At least GOOG is making money, unlike most of the dot_bombers.

It's not making money that truly matters in the stock pricing game. It's
making expectations!
It *is* making money. $700M, according to my envelope.

Look what happened to Michael Jackson: deemed a failure for not being
able to beat his 50 million record year ... only 30 Million sold, the
entire business go: "Pah, Pathetic Looser" ;-/
MJ is a tad in the read ($260M last I heard). ..or are you saying that
GOOG is a nutso pedophile? ;-)

Eventually, investors expectations are raised to make failure inevitable
- all the while, the bet on failure becomes better and better for every
success. The bet also becomes a lot cheaper, so the odds improve,
because "past history shows than ... 90% of all option trades lost
money", as they will repeatedly say on Yahoo web TeeVee (conveniently
forgetting that 1% of the winning trades paid about 1000 times the risk)
.
That's why people play 00. The superfecta on the Kentucky Derby paid
864,253.5:1.

So, do we know which quarter?
We?
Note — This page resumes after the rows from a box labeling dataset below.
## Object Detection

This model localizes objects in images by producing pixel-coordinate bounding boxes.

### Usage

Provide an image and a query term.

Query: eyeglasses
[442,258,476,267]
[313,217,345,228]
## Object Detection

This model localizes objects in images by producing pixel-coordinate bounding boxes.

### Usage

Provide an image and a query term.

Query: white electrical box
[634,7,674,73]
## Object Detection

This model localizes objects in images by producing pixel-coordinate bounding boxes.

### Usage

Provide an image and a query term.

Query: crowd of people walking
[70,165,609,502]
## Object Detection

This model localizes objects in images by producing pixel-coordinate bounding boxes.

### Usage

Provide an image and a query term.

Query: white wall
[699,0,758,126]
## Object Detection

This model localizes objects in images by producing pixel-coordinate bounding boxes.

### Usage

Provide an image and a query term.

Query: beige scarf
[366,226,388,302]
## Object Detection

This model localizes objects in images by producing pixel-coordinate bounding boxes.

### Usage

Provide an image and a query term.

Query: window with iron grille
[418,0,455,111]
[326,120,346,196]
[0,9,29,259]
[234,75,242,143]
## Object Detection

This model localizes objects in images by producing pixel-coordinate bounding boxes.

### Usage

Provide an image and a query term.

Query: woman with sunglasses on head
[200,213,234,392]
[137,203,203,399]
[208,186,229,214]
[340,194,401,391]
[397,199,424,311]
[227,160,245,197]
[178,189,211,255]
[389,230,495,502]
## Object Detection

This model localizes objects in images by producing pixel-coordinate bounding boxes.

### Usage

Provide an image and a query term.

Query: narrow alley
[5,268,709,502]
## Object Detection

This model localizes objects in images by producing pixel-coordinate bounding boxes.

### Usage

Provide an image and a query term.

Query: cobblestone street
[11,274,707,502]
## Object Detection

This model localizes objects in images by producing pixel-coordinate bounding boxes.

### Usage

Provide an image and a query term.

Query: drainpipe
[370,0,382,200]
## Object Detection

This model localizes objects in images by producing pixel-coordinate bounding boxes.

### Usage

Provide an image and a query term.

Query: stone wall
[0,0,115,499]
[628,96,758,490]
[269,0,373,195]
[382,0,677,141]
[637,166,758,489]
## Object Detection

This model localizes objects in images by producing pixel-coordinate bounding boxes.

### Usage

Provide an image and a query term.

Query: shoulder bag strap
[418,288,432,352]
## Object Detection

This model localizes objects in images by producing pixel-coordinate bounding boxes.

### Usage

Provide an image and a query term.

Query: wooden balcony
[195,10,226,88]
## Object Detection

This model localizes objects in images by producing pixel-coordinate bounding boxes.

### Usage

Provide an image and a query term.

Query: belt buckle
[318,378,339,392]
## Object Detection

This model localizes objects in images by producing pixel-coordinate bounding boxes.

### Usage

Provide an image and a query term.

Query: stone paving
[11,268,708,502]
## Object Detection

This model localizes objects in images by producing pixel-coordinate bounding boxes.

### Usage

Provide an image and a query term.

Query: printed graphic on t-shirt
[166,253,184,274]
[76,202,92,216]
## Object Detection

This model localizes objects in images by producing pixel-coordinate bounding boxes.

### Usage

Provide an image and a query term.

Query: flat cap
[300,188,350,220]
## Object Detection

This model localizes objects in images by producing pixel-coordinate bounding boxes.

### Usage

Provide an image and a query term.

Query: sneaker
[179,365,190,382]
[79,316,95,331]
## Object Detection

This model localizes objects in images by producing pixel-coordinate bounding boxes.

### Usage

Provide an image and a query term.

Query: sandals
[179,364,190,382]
You're the one predicting doom. Your dice!

No, but I do know that I can afford to loose *a lot* of smallish bets on
the accounts with all the cash made by that one, winning, quarter where
the stock falls with maybe a cool 30% instantly kicking volativity way
up and then shorting the stock to follow it all the way down to the P/E
of a normal business (which right now would be around 30-60 for the
stock).
Ok, a P/E of 30-60 is, uh, about $70 to $140/share, not $10. ...pretty
much the order of magnitude I was suggesting. ;-)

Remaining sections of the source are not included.